Friday, February 12, 2010

It’s Not A Good Idea, Just Great Marketing

The world revolves around ideas.  Political and economic ideologies are what drive the modern world and direct the course of humanity in one direction or another.  Knowledge is the currency of the modern job market, not physical ability or nobility as it was in the Medieval era.  If you are a businessperson, you won’t last long with redundant ideas, unless of course you work for bank or some other government-backed industry.
But most ideas are terrible.  Usually in a free market, they are discarded like a candy wrapper, never to be heard from again.  Yes, there is the occasional story about how some low-level flunky had a really good idea, got rejected because it was perceived as a bad idea, and then went on to become a success in life on his or her own.  But those incidents are rare and few.
In reality, you can have the best idea in the world, but without good marketing, then you are simply out of luck and won’t see any kind of success from your idea.  You could be smartest person in the world, be able to solve complex problems in seconds, and have solutions for the world’s biggest problems but it will amount to nothing if nobody hears about it.
Karl Marx, for example, developed nothing new.  As far as Leftist ideology, he was beaten by the Anabaptists, many Puritans, and Robert Owen, who himself coined the term “Socialist” and was extremely anti-religious.  But Karl Marx was a pretty good marketer.  He distanced himself from other Leftists by naming “his” ideology communism, which was really just Socialism that was to be forced on people through the government.  Before Marx, the Left was content to continually experiment with different forms of communes and hope that they would one day perfect it.  Marx founded a revolutionary movement that sought to overthrow the status quo and replace it with communism.
Or take, for example, John Maynard Keynes.  While I don’t know too much about his economic theory, other than his encouragement of spending to break the recessions and depression, I do know that by and large they have been proven to be spectacular failures.  Keynes himself never really had a concrete theory as he adjusted it to suit his own views at the time.
But Keynes was a masterful marketer when it came to his ideas.  He was apparently a very charming man who drew in a lot of followers.  He was also able to gain high positions in Britain’s higher learning institutions and corner the market in the realm of economic ideas.  As such, he was able to prevent the ideas of Ludwig Von Mises from becoming translated into English because of his criticisms.

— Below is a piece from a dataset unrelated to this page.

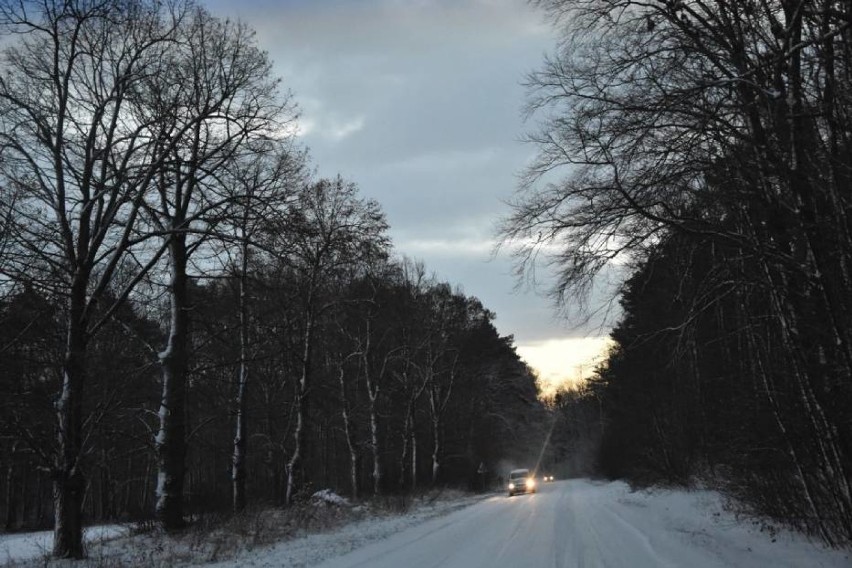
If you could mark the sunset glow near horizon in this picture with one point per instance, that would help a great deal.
(561, 363)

So we have two major ideologies, one that is largely political and one that is largely economic and yet both have been proven to be really bad ideas.  Recent history has demonstrated as much.  And yet, these ideas are continually held aloft as some holy grail of their particular field.  The Western democracies still follow the misguided theories of Keynes and the communist movement is still strong to some degree in many places around the world.  Humanity has proven that you don’t need a good, practical, and workable idea to get ahead and become a god among men.  You just need good marketing.